TBMM Başkanı Bülent Arınç, mal varlığı açıklanması konusunun, iddia edildiği
gibi siyasi bir konu değil, teknik bir konu olduğunu söyledi.
Arınç, KKTC eski Meclis Başkanı Ertuğrul Hasipoğlu ve beraberindeki heyeti
kabul etti.
Gazetecilerin "malvarlığı tartışmalarına" ilişkin sorularını cevaplandıran
Arınç, bu konudaki tartışmalara konumu itibariyle girmesinin mümkün olmadığını
ifade etti.
Arınç, malvarlığına ilişkin soruya, "Ne olur düşünmeyin böyle bir şey.
Daha olumlu, Türkiye için daha yararlı şeyler düşünün.
Türkiye'nin geleceği için neler yapılmalı? O konular üzerinde durun" diye
cevap verdi.
Avrupa ülkelerinin pek çoğunda mal bildirimi veya kişilerin sahip oldukları
menkul ve gayri menkulleri belli bir göreve geldiği zaman mal bildirimini yerine
getirmelerinde farklılıklar olduğunu kaydeden Arınç, Avrupa'daki 25 ülkenin
üçte birinde mal bildirimi zorunluluğu olmadığını, bazılarında ise dönem sonuna
kadar açıklanmaması kaydıyla gizli tutulduğunu, bazılarında da tamamen açık
olduğunu belirtti.
"Görülüyor ki bu konudaki düzenlemelerde bir yeknesaklık yok" diyen
Arınç, "Örnek alınabilecek bir tek uygulama şu anda mevcut değil.
Türkiye bu konuda geçmişte yasal bir düzenleme yapmış. Bu yasal düzenlemede
belli görevlere gelen kişilerin, ne kadar süre içerisinde mal bildiriminde bulunacakları
öngörülmüş" diye konuştu.
Konuyla ilgili farklı düşüncelerin olduğuna dikkati çeken Arınç, "Bir
kısmı 'mal beyanım bu' diyor ve açıklıyor, biz bu beyanı geçerli sayıyoruz.

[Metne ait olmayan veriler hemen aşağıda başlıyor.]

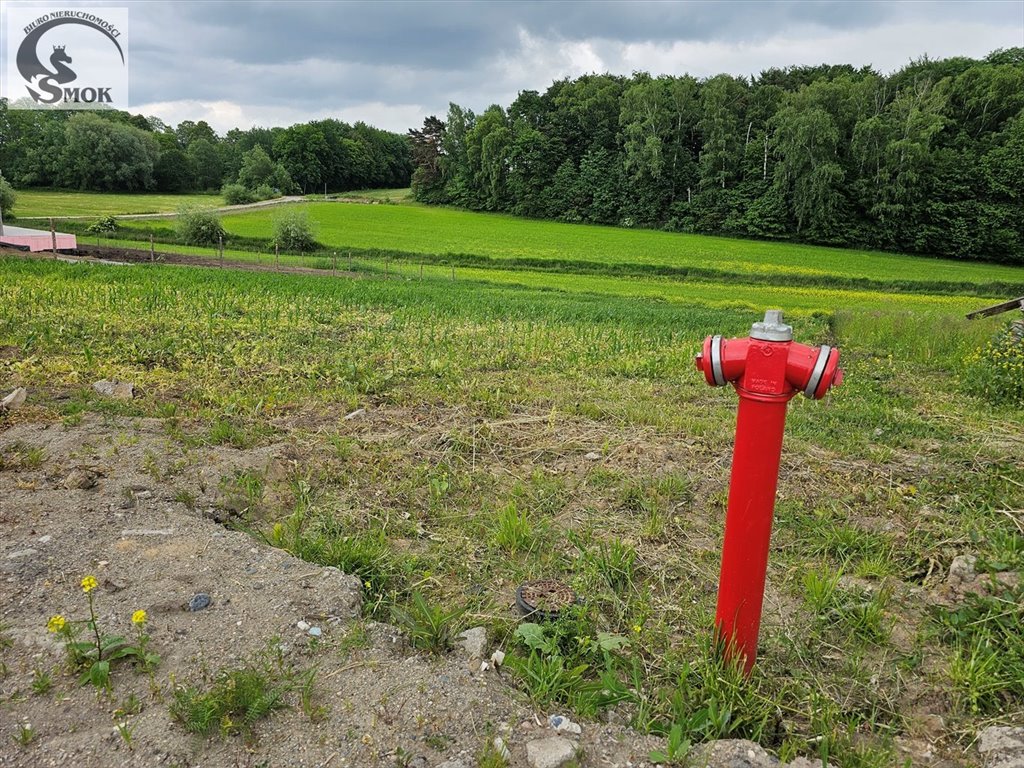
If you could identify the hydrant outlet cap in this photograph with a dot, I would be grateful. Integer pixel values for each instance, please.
(772, 328)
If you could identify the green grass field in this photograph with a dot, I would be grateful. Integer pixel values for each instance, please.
(32, 203)
(484, 396)
(442, 230)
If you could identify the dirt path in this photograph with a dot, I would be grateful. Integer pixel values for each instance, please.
(112, 255)
(172, 214)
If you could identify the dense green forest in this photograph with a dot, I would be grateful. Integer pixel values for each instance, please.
(929, 159)
(112, 151)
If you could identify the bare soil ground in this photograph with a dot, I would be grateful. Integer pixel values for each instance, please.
(89, 507)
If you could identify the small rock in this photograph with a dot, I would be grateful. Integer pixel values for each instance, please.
(803, 762)
(550, 753)
(562, 723)
(121, 390)
(962, 569)
(734, 753)
(501, 749)
(19, 553)
(81, 479)
(928, 725)
(146, 531)
(14, 399)
(474, 642)
(336, 594)
(199, 601)
(1001, 747)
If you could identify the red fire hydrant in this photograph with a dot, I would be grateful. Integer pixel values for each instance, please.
(767, 370)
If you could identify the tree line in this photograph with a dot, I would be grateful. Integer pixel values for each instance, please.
(113, 151)
(929, 159)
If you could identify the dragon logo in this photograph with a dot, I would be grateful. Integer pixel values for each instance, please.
(50, 81)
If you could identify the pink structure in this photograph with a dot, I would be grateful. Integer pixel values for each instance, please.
(36, 240)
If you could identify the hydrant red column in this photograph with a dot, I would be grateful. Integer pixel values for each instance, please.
(748, 525)
(767, 371)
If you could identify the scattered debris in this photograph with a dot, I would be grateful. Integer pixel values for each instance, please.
(146, 531)
(199, 601)
(121, 390)
(81, 479)
(550, 753)
(1001, 747)
(13, 400)
(19, 553)
(562, 723)
(502, 749)
(474, 642)
(734, 753)
(962, 569)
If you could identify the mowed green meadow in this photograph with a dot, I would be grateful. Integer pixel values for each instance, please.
(423, 229)
(59, 204)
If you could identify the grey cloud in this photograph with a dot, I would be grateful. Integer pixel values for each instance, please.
(316, 55)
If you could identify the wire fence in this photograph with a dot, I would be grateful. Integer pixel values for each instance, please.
(143, 247)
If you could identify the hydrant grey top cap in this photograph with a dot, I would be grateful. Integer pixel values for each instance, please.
(772, 328)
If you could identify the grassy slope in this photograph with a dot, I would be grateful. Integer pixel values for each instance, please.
(58, 203)
(438, 230)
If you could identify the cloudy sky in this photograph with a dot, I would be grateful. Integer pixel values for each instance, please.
(390, 64)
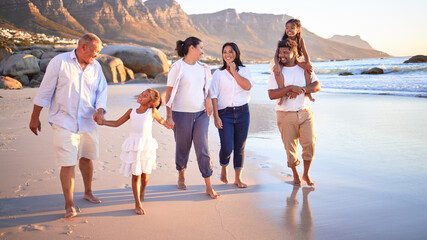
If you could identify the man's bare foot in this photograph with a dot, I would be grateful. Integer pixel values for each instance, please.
(240, 184)
(181, 184)
(307, 179)
(297, 182)
(70, 212)
(213, 194)
(224, 175)
(91, 198)
(139, 211)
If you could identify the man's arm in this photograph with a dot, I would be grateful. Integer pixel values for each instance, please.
(35, 119)
(280, 92)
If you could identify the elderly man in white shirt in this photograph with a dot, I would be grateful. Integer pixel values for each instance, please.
(76, 90)
(294, 117)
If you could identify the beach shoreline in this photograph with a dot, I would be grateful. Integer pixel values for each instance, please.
(344, 203)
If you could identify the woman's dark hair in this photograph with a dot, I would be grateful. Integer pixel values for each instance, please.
(237, 60)
(183, 46)
(297, 24)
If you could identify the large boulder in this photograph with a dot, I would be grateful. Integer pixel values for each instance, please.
(5, 52)
(20, 64)
(148, 60)
(374, 71)
(9, 83)
(113, 68)
(417, 59)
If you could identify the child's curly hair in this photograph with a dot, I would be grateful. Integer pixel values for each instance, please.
(156, 99)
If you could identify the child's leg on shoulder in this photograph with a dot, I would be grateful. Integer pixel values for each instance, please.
(144, 182)
(136, 188)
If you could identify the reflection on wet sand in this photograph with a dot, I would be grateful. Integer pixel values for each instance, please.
(305, 229)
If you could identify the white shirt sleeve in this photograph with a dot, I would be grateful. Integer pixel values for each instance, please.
(172, 76)
(49, 82)
(272, 84)
(213, 90)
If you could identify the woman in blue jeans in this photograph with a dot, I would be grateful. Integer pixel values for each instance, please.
(230, 96)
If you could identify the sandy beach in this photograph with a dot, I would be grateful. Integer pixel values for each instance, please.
(369, 170)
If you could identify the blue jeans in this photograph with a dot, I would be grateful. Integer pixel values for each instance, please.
(235, 127)
(192, 128)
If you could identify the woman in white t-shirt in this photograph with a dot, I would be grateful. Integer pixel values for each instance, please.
(188, 109)
(230, 96)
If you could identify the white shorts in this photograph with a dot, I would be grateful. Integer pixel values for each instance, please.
(69, 147)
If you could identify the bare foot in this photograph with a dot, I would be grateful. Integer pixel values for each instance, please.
(139, 211)
(70, 212)
(213, 194)
(297, 182)
(307, 179)
(224, 177)
(91, 198)
(240, 184)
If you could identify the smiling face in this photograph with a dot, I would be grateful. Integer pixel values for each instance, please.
(228, 54)
(89, 51)
(145, 98)
(292, 30)
(286, 56)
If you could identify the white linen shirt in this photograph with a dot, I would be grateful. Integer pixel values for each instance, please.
(293, 76)
(73, 94)
(225, 88)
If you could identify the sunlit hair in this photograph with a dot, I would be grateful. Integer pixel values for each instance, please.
(156, 99)
(297, 24)
(237, 60)
(290, 44)
(183, 46)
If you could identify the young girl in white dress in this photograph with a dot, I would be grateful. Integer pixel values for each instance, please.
(139, 149)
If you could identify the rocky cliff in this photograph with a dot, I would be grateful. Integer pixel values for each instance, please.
(160, 23)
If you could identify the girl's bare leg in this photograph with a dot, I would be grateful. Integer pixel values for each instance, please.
(136, 188)
(224, 174)
(209, 189)
(144, 182)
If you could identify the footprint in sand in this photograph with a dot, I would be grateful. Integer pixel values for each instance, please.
(264, 165)
(32, 227)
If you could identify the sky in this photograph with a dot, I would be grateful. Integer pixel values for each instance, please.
(397, 27)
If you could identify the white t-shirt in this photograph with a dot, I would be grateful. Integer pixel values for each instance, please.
(293, 76)
(190, 95)
(225, 88)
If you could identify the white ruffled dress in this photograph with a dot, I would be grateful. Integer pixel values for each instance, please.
(139, 149)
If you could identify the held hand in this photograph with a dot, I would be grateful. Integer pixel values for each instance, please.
(218, 122)
(35, 125)
(231, 66)
(208, 107)
(292, 95)
(170, 122)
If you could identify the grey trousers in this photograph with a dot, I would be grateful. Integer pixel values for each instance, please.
(192, 127)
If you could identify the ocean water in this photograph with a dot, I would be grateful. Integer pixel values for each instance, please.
(403, 79)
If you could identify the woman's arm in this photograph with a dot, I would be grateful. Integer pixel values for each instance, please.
(242, 81)
(119, 121)
(159, 119)
(217, 119)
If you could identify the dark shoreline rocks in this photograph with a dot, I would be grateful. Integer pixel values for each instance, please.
(417, 59)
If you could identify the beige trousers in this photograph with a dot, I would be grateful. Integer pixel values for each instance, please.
(294, 127)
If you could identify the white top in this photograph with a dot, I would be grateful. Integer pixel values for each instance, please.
(293, 76)
(73, 94)
(225, 88)
(189, 95)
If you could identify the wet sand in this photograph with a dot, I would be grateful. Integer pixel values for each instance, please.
(369, 169)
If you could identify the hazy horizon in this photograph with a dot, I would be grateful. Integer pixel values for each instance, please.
(394, 27)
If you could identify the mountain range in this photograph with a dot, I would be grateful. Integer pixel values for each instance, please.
(160, 23)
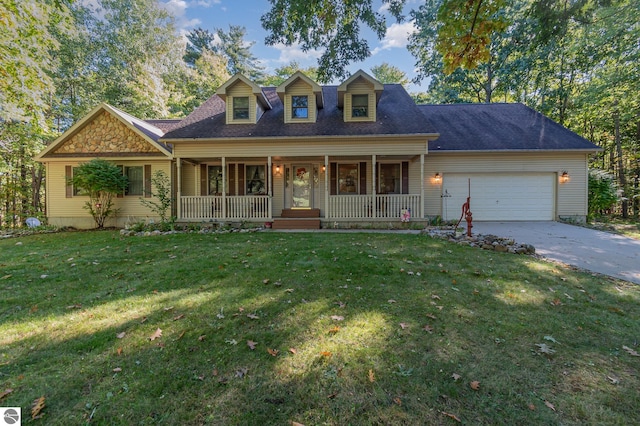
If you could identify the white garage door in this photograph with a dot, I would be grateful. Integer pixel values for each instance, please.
(522, 196)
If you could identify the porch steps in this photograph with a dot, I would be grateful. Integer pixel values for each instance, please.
(300, 213)
(295, 223)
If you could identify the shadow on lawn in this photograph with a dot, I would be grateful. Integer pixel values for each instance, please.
(372, 370)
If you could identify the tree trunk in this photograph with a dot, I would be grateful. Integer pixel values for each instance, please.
(622, 179)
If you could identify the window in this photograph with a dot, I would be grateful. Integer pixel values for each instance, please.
(215, 180)
(256, 183)
(389, 179)
(348, 178)
(135, 175)
(78, 191)
(359, 105)
(299, 107)
(240, 108)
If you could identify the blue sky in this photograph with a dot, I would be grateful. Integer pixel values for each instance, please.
(211, 14)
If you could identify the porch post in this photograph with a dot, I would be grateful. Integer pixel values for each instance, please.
(421, 186)
(270, 189)
(224, 187)
(179, 189)
(374, 204)
(326, 187)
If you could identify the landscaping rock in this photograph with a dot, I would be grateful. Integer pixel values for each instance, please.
(485, 242)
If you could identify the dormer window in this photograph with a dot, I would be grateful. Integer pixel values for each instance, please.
(299, 107)
(360, 105)
(241, 108)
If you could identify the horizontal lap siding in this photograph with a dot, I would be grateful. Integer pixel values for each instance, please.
(60, 206)
(571, 198)
(301, 147)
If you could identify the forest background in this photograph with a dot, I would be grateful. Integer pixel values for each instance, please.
(575, 61)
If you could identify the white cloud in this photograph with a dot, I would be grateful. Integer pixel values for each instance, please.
(295, 53)
(397, 36)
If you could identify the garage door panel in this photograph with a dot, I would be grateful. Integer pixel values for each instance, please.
(500, 196)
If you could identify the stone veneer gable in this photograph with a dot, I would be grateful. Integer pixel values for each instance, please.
(105, 134)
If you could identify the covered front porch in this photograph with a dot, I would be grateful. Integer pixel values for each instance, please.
(342, 189)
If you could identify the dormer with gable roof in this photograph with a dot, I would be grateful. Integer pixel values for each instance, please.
(358, 97)
(301, 97)
(245, 101)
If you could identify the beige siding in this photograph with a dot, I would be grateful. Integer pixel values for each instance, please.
(360, 87)
(302, 147)
(299, 88)
(241, 90)
(64, 211)
(571, 197)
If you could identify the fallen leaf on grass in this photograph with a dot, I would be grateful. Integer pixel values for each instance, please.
(453, 416)
(157, 334)
(545, 349)
(36, 408)
(5, 393)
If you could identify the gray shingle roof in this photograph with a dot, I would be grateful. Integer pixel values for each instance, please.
(498, 127)
(397, 114)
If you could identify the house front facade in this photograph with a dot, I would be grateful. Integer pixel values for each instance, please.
(331, 156)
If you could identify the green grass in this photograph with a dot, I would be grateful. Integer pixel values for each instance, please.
(352, 307)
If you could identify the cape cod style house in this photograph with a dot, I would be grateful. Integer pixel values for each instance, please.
(302, 154)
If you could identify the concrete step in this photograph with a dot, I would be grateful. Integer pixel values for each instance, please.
(300, 213)
(295, 223)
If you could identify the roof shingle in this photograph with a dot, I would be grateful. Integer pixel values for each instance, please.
(498, 127)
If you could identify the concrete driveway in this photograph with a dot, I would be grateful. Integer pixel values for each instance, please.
(593, 250)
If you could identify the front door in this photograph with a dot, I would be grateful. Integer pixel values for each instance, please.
(302, 186)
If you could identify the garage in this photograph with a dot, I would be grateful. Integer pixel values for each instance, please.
(500, 196)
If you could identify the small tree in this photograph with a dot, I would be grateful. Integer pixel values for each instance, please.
(603, 192)
(101, 181)
(162, 193)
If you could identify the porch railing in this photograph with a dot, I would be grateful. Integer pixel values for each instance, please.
(241, 207)
(388, 206)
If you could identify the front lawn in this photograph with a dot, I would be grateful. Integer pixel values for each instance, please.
(315, 328)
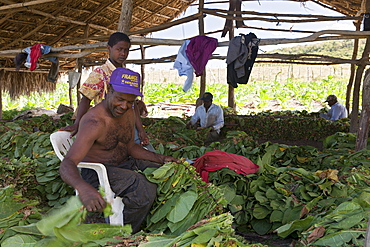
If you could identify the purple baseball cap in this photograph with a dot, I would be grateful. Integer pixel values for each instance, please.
(126, 81)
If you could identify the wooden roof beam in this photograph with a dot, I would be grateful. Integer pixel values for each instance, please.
(68, 29)
(25, 4)
(151, 12)
(165, 6)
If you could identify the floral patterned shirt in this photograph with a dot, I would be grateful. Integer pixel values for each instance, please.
(95, 86)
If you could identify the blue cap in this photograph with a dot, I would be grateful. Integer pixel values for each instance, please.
(126, 81)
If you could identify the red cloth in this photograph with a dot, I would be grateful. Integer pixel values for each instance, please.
(34, 55)
(215, 160)
(199, 50)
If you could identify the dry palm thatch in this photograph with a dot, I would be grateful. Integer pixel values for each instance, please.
(61, 23)
(18, 84)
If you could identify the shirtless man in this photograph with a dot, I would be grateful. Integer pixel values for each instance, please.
(106, 135)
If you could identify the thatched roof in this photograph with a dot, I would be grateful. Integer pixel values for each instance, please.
(61, 23)
(71, 22)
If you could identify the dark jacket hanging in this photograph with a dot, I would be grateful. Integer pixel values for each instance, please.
(240, 58)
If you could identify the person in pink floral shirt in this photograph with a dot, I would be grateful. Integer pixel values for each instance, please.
(95, 86)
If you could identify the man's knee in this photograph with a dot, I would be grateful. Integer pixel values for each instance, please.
(141, 193)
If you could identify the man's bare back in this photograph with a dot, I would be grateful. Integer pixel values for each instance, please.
(106, 135)
(116, 135)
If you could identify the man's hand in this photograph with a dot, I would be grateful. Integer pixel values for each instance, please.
(91, 199)
(143, 138)
(170, 159)
(189, 125)
(73, 128)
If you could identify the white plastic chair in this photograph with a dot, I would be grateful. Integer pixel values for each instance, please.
(61, 142)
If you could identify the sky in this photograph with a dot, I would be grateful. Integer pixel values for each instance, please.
(213, 23)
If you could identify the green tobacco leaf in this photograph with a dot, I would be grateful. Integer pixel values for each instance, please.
(343, 211)
(261, 226)
(157, 243)
(260, 196)
(276, 216)
(20, 240)
(229, 191)
(89, 232)
(338, 239)
(297, 225)
(182, 206)
(28, 229)
(54, 242)
(8, 208)
(205, 236)
(60, 217)
(164, 209)
(348, 222)
(161, 172)
(261, 212)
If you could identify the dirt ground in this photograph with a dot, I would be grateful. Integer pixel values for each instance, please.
(316, 144)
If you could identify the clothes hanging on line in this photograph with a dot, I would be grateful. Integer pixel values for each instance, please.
(184, 67)
(216, 160)
(53, 72)
(34, 53)
(241, 55)
(199, 51)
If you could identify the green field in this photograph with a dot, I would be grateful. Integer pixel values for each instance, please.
(278, 94)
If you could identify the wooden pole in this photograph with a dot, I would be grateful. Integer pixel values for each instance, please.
(363, 129)
(124, 22)
(357, 85)
(201, 32)
(79, 69)
(1, 93)
(231, 95)
(353, 67)
(142, 66)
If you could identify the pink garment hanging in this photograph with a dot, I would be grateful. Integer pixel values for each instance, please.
(34, 55)
(199, 50)
(216, 160)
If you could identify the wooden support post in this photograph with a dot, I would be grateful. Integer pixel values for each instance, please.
(231, 95)
(1, 92)
(353, 67)
(203, 77)
(124, 22)
(142, 66)
(357, 85)
(79, 69)
(363, 129)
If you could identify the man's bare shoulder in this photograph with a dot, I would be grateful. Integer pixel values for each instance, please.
(95, 117)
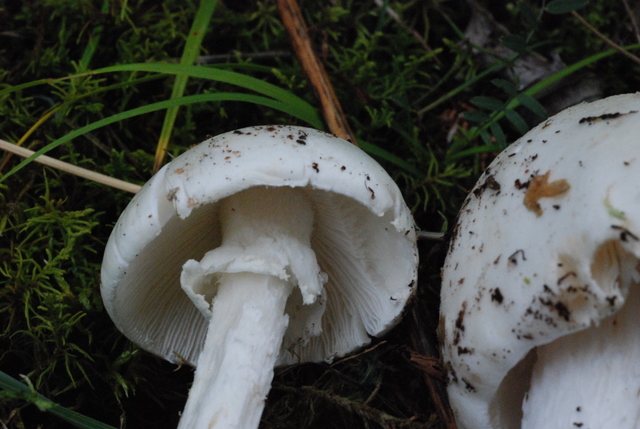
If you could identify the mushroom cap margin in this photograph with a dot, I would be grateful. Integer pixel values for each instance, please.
(516, 277)
(171, 221)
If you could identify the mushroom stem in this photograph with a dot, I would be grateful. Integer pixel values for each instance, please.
(265, 252)
(235, 367)
(589, 379)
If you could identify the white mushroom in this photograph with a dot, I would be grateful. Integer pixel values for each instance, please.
(260, 247)
(540, 299)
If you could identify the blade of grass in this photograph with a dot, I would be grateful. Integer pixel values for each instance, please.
(389, 157)
(189, 56)
(12, 385)
(537, 87)
(191, 99)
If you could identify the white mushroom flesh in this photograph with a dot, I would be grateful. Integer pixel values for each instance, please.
(545, 257)
(285, 225)
(590, 379)
(265, 253)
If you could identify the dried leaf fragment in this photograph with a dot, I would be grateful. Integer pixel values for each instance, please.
(539, 187)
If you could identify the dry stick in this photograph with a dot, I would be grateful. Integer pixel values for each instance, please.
(427, 352)
(69, 168)
(608, 41)
(314, 70)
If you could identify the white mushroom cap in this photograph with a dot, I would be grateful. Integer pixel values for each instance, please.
(546, 245)
(363, 237)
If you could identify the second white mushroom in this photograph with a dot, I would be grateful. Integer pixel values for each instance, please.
(541, 286)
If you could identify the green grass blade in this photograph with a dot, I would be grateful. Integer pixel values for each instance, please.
(189, 55)
(304, 109)
(380, 153)
(191, 99)
(22, 390)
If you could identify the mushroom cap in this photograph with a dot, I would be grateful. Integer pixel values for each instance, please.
(546, 244)
(364, 240)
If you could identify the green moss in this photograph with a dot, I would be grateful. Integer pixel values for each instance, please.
(405, 88)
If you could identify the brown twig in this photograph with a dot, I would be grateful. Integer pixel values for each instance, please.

Bir kısmı açıklamıyor 'sen açıkla' diyor. Öbürü açıklayamam, çünkü bu konuda
'yasal hüküm var' diyor. 'O yasa seninle mi ilgili, yoksa benimle mi ilgili?'
diyor" dedi.
TBMM Başkanı Arınç, şöyle konuştu:
"Bir tartışma var... Bu tartışmadan sağlıklı sonuca gidebilmek için Meclis
gerekirse bir yasal düzenleme yapabilir. Bu konuda partilerin bir çalışması
vardır. Geçmişte yapılan çalışmalarla bunların iyileştirilmesi suretiyle komisyonlarda,
enine boyuna tartışılır. Gerekirse mal beyanları tamamen açıklanacak duruma
gelir, şeffaf olabilir. Bir kısmı da 'hayır bu şekilde devam etmesi daha uygundur'
diyebilir.
Meclis, bu konudaki teknik bir düzenlemeyi gerek görürse yapabilir. Ama gerek olup olmadığına da şüphesiz Meclisimizin çoğunluğu karar verecektir. Bu konu iddia edildiği gibi siyasi bir konu değildir, bir teknik konudur. Bu teknik konu üzerinde Türkiye'nin bütün gündemlerini saf dışı bırakarak sadece bunun üzerinde yoğunlaşmanın çok hayırlı bir iş olmadığını söylüyorum."